# Wood magazine chamfer plane



## Simons44 (Jan 9, 2009)

I would like to build the chamfer plane featured in woo magazine #162 from April/May 2005. The article points to a source that no longer sells the plane blade. Does anyone have recommendations on where to purchase the blade? The blade size is: 1/16 thick, 1×1 7/8"

I googled it but haven't had any luck finding one.

thanks,
Jeremy


----------



## KayBee (Jul 6, 2009)

Here's one for you to consider. Look at the replacement blade, pretty reasonable cost too.

www.leevalley.com/US/wood/page.aspx?p=41197&cat=1,41182


----------



## WayneC (Mar 8, 2007)

The one Karen suggested looks good. Is the 1" dimension width?

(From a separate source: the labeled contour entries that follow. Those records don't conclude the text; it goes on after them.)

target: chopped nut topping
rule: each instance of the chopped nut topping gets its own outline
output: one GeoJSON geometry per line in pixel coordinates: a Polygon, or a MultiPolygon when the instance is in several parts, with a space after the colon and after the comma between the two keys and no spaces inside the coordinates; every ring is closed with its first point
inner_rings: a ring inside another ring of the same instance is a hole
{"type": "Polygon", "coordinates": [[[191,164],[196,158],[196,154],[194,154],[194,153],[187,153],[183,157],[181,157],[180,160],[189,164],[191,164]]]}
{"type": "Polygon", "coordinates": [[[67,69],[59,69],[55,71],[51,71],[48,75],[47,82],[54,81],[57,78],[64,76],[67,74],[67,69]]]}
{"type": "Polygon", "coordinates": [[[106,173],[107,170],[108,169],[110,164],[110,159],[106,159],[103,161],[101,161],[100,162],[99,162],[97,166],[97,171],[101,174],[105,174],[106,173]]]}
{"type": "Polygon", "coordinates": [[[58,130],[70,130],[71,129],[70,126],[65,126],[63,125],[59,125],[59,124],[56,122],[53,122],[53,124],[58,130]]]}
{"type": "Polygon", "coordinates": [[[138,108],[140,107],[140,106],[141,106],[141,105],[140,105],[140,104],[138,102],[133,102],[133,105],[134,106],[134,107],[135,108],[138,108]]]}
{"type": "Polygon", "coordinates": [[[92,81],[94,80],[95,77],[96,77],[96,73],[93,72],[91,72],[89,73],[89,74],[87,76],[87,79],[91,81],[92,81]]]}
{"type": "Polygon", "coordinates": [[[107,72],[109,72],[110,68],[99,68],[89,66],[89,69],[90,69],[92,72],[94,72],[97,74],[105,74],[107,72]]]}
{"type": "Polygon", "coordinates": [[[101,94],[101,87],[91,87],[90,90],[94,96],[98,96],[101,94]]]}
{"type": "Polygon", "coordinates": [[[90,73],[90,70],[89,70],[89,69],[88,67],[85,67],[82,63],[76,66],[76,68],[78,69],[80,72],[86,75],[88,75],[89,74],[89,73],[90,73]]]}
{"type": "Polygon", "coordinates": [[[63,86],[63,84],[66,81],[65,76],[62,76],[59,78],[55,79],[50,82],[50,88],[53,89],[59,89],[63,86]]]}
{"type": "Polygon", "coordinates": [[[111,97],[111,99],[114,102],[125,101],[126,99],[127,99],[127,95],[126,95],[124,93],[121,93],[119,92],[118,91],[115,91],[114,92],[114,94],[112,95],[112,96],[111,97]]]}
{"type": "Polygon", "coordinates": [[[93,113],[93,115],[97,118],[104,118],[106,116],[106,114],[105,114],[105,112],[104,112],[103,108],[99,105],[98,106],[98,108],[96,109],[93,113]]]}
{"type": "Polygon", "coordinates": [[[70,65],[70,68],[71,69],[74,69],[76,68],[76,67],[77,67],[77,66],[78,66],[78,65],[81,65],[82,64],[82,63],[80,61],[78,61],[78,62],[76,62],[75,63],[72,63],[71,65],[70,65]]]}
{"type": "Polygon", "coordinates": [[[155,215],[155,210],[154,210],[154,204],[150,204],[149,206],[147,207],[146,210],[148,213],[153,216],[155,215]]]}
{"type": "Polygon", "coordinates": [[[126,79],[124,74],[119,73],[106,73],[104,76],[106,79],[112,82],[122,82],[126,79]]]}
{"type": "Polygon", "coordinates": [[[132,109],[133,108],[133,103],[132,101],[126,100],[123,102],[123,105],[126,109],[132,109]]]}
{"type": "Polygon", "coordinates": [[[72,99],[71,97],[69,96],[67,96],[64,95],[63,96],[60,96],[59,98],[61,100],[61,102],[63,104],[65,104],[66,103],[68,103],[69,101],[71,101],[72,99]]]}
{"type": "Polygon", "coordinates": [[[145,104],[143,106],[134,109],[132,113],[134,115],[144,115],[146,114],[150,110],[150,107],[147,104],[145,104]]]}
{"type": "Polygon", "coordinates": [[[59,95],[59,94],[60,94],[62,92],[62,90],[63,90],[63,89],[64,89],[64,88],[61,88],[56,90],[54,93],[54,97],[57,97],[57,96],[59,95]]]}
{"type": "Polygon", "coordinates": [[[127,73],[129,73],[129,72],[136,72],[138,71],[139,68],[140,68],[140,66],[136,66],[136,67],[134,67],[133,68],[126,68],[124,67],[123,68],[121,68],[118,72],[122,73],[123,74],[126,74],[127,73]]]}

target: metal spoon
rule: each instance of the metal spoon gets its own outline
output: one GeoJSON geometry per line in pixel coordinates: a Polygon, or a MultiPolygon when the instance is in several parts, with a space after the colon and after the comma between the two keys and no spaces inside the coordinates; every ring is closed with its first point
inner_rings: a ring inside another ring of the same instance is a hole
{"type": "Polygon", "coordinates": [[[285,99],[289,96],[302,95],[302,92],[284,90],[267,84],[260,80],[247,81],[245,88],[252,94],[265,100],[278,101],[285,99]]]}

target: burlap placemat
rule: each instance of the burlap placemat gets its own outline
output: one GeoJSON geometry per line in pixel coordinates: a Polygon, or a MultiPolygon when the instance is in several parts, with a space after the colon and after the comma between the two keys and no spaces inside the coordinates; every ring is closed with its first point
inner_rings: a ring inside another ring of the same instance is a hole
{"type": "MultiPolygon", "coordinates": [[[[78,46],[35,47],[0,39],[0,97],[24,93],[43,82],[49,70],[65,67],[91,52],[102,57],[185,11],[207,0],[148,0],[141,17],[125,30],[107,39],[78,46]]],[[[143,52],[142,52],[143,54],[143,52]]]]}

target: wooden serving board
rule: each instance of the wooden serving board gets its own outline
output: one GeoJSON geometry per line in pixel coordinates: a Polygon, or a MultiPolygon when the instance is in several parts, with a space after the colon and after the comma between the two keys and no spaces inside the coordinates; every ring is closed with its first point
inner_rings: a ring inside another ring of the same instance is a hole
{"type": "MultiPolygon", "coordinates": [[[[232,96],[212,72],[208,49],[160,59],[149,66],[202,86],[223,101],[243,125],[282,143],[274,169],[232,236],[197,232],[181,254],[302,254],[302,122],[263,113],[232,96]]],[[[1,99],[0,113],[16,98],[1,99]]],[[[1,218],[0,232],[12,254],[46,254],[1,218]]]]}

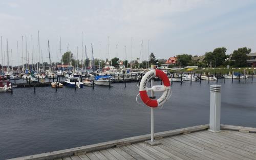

Perhaps one of the clearance blades from woodcraft. I did not see any measurements on the woodcraft site.

http://www.woodcraft.com/Product/2080170/26542/Pinnacle--Replacement-Plane-Blades-for-Veritas-Chair-Makers-Scraper-Straight-Blade-HCS.aspx


----------



## Simons44 (Jan 9, 2009)

Thank you Kay and Wayne


----------



## SCOTSMAN (Aug 1, 2008)

You could mille one from hss steel *high speed steel* or an old chisel or another plane blade could be perhaps milled if you had a milling machine. Alistair


----------



## Loren (May 30, 2008)

Or you could just modify the plane to fit whatever iron you can
get easily. That's what I'd do. I've made several specialty planes
just sizing the designs to Stanley block plane irons and grinding
the iron to the profile, if necessary.


----------